Eppure il poeta, per rabdomante e alchimista che sia, resta nella realtà con tutte le armi e le facezie della ragione. Il mondo dell'alienazione attrae, ma forse il privilegio dell'arte è proprio quello di sorvolarlo e continuare a trasformare. L'arte è la natura creatrice, la follia una sua occasionale manifestazione distruttiva, come può essere un sisma - che tuttavia, in una visione più ampia, è esso stesso creatore. Così la poesia, figlia di un trauma umano originario - che è in fondo l'impossibilità della vita di bastarsi - si abbevera ai succhi scuri della follia, ma è capace di trasformare anche quelli. Il custode, l'ingegnere, il sognatore diventa allora, appunto, anche una specie di "folletto" ( folle soltanto in po'?) che si aggira fra gli elementi. Un metaxú capace di attraversarli, "infrangendo il domestico limite/ la quiete del nativo elemento" (p.107): proprio come gli angeli, che tanta parte hanno in questa scrittura.
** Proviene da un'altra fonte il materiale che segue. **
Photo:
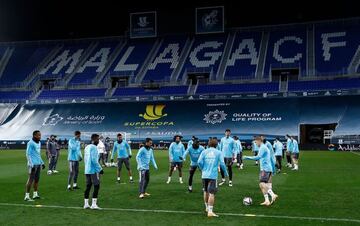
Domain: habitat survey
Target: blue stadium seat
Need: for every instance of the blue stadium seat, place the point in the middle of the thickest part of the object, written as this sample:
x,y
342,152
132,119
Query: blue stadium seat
x,y
167,90
14,95
324,84
71,93
23,61
238,88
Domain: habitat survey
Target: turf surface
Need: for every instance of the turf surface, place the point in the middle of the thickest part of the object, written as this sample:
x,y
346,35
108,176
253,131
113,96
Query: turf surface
x,y
326,186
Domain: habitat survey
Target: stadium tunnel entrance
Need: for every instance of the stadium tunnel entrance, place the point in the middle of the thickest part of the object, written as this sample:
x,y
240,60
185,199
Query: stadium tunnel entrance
x,y
312,135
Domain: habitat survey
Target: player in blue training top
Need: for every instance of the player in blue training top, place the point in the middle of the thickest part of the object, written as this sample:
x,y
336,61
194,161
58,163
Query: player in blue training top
x,y
238,150
74,157
228,149
144,156
194,151
123,151
278,147
295,153
208,162
92,172
34,164
266,171
176,153
190,142
289,147
255,149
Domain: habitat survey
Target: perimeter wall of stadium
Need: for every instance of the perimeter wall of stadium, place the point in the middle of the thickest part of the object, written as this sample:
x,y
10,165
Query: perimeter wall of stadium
x,y
162,120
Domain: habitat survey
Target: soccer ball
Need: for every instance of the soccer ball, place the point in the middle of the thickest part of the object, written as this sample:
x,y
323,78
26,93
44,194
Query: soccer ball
x,y
247,201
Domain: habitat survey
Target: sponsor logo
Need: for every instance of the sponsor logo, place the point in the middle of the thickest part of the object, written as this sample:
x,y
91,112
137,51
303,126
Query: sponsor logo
x,y
152,115
331,147
153,112
214,117
143,21
52,120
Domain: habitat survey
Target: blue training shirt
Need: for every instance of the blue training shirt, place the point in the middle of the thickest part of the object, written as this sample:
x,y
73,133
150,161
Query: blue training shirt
x,y
33,153
209,161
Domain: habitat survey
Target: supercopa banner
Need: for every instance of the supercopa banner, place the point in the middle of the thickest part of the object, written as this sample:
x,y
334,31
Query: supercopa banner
x,y
143,25
209,20
163,119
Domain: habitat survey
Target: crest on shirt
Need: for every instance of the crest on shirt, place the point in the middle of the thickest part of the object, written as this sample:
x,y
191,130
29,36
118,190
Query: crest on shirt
x,y
214,117
52,120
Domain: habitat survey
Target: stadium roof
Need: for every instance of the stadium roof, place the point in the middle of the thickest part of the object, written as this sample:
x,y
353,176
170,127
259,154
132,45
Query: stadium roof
x,y
63,19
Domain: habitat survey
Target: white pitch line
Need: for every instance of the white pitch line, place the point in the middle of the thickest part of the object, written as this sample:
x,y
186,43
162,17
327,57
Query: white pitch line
x,y
189,212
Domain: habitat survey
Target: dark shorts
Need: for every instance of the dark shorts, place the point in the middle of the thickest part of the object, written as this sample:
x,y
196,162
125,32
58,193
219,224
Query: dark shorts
x,y
92,179
210,186
126,161
295,155
34,172
264,176
228,161
178,164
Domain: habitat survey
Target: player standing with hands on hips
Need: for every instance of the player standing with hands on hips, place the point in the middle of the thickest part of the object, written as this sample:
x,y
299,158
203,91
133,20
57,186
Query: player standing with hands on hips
x,y
92,172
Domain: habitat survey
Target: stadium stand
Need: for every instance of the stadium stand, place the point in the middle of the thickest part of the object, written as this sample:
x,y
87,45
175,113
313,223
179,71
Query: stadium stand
x,y
326,56
53,94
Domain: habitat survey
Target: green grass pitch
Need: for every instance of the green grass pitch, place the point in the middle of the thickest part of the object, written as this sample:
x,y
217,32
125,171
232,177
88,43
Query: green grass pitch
x,y
326,186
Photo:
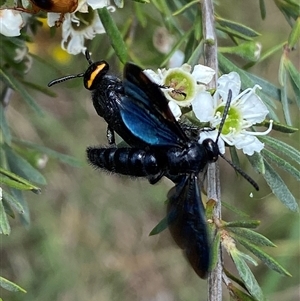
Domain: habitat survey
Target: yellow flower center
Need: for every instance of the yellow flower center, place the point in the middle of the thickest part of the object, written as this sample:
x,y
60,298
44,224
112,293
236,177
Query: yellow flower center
x,y
233,119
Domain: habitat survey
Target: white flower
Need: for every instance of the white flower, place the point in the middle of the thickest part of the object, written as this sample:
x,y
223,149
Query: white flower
x,y
74,32
246,109
182,85
83,23
11,22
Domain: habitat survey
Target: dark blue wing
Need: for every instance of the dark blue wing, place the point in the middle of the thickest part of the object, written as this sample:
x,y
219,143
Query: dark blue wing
x,y
187,223
145,111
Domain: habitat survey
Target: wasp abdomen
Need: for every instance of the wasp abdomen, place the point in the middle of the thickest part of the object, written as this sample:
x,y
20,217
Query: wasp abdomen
x,y
126,161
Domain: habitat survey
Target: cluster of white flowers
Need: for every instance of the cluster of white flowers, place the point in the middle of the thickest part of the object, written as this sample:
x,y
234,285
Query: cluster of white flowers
x,y
189,89
83,23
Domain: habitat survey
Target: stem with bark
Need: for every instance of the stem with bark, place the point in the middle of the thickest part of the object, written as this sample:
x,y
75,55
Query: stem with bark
x,y
213,174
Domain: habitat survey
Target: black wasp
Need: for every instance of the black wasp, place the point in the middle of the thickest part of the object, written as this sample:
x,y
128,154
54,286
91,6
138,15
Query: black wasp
x,y
137,110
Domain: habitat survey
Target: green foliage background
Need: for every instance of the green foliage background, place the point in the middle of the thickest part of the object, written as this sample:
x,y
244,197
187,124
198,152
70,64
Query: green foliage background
x,y
88,236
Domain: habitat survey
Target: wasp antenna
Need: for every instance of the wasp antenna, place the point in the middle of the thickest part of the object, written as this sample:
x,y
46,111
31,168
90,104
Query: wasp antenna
x,y
88,57
241,172
226,110
63,79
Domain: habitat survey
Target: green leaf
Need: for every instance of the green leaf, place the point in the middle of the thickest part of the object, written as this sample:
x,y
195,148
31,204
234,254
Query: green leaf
x,y
8,209
264,257
279,188
257,162
25,216
284,165
251,236
10,286
14,184
13,202
161,226
282,77
238,28
15,181
234,209
113,34
51,153
281,147
20,166
215,250
4,224
279,127
294,74
240,295
184,7
247,276
262,8
242,223
4,125
295,34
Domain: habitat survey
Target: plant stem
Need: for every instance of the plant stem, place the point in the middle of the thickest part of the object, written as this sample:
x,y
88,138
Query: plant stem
x,y
213,174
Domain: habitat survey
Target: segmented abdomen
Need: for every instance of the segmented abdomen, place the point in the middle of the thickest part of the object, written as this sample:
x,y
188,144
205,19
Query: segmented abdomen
x,y
125,161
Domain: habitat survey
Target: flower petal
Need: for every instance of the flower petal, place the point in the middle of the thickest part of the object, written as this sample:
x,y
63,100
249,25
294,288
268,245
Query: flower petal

Il poeta è mediatore, spartisce nel mondo i doni del cielo. Come l'uccello delle Upanishad vediche guarda il frutto senza mangiarlo, il poeta - come dice Sbarbaro - non ha altra felicità che di parole: eppure in queste preserva il senso intero della vita, "più accogliente della scorza del cuore/ più concreto del palmo delle mani " (p. 117).